‘It’s Always in the Desert’: Breaking Bad’s Anti-Spiritual Ecology

‘It’s Always in the Desert’: Breaking Bad’s Anti-Spiritual Ecology October 20, 2017

DSC_0858[I’m behind the times. I just finished watching ‘Breaking Bad’ on Netflix. But still, I guess I should say there are spoilers in this post.]

In one of the last episodes of the final season of Breaking Bad, Saul, Jesse and Walt meet in the desert to try one final attempt to get the band back together so to speak, after Jesse has decided to walk away. Saul, looking very worried, mutters: ‘Its always in the desert,’ meaning that these kinds of shady meetings always seem to take place outside of established human settlements, moral constraint, and the eyes of the law. In the vast openness of the New Mexico high desert.

This phrase seemed to sum up much of the cinematography choices and wild west motifs that the director and writers had no doubt consciously chosen as part of Walt’s persona; but it also struck me as the exact opposite, a toxic mimic so to speak, of the reasons why the Desert Fathers and Mothers, the ancestors of our contemporary monastic traditions, fled from civilization for the harsh solitude of the Egyptian and Syrian deserts starting in the 3rd century.

Thus, while the desert is persistently presented as a place of solitude, apartness, and freedom, the pursuits of the two parties could not be more different. While the monks eschewed the corruption and greed of the world, battling it through their contemplative prayer; Walt embraced it by seeking to build a meth empire, no matter how many lives he had to destroy.

When I reached the final episode, it was mere days after the horrific mass shooting in Las Vegas where over 50 people were mowed down by a completely senseless act of white male domestic terrorism. In one of the final scenes, Walt rigs a machine gun to pop out of his trunk to dispatch with his final foes, the Nazis who are holding Jesse captive. The murderous-hero saves the day.

It occurred to me that Walk is actually the perfect patron saint for the toxic masculinity of the white male mass shooter.
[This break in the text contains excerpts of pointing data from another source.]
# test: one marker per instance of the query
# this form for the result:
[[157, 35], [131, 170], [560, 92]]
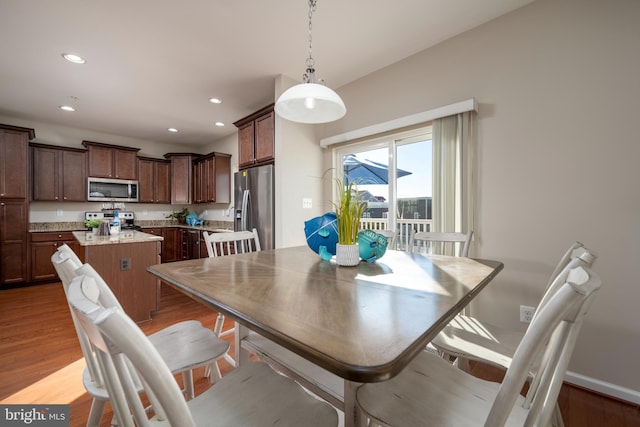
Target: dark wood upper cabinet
[[256, 138], [181, 177], [112, 161], [154, 176], [14, 202], [212, 178], [14, 154], [58, 173]]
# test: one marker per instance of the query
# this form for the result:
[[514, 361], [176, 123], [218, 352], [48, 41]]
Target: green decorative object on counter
[[180, 215], [349, 210], [92, 223]]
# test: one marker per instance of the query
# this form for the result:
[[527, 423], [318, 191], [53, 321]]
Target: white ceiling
[[153, 64]]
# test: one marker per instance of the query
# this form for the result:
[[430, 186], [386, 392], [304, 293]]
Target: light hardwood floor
[[41, 361]]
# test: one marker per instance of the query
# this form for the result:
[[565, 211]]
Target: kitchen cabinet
[[212, 178], [193, 246], [172, 244], [14, 152], [13, 240], [181, 177], [154, 176], [256, 138], [14, 203], [112, 161], [124, 267], [58, 174], [43, 246]]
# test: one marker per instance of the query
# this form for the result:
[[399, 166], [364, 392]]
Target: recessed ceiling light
[[73, 58]]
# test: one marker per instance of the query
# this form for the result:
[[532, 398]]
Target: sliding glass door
[[394, 177]]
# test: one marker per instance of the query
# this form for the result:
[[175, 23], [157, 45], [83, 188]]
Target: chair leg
[[557, 420], [214, 373], [95, 413]]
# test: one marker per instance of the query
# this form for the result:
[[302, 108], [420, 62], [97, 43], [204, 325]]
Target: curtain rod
[[425, 116]]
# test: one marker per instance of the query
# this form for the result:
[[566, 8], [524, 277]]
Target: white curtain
[[453, 175]]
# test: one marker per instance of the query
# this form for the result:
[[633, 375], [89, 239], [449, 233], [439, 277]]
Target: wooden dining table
[[348, 325]]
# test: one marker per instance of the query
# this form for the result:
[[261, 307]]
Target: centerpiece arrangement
[[349, 210]]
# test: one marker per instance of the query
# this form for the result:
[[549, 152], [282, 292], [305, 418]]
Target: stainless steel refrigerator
[[253, 196]]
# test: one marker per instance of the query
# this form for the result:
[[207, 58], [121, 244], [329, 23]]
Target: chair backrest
[[553, 330], [113, 335], [391, 237], [456, 244], [67, 268], [70, 253], [235, 242]]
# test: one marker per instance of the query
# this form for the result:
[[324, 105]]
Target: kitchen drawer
[[52, 236]]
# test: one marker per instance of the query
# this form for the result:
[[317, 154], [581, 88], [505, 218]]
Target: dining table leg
[[350, 413], [241, 354]]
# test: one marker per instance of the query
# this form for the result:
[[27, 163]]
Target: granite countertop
[[87, 238]]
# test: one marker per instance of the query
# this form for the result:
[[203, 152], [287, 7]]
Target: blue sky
[[414, 158]]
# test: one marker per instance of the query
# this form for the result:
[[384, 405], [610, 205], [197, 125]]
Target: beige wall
[[559, 93]]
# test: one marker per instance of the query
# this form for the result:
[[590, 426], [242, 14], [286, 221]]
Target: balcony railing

The man who as Franciscan Friar and teacher Richard Rohr argues does not transform his pain will end up transmitting it. This is what Walt does. Having been snubbed by his business associates, his cancer diagnosis jolts him into the courage to get back at the world.

This toxic mix is I believe is at the root of all male violence, especially senseless acts like mass shootings. And yet, the writers still gave Walt a hero’s end: on his own terms, with his plan executed, the camera pans away from a troubled, but somewhat satisfied and fulfilled man. A man who killed dozens of people and ruined countless lives by selling meth.

While Breaking Bad features many beautiful scenes of the desert; if Walt is an anti-hero, then Walt’s cherished desert is an anti-spiritual ecology.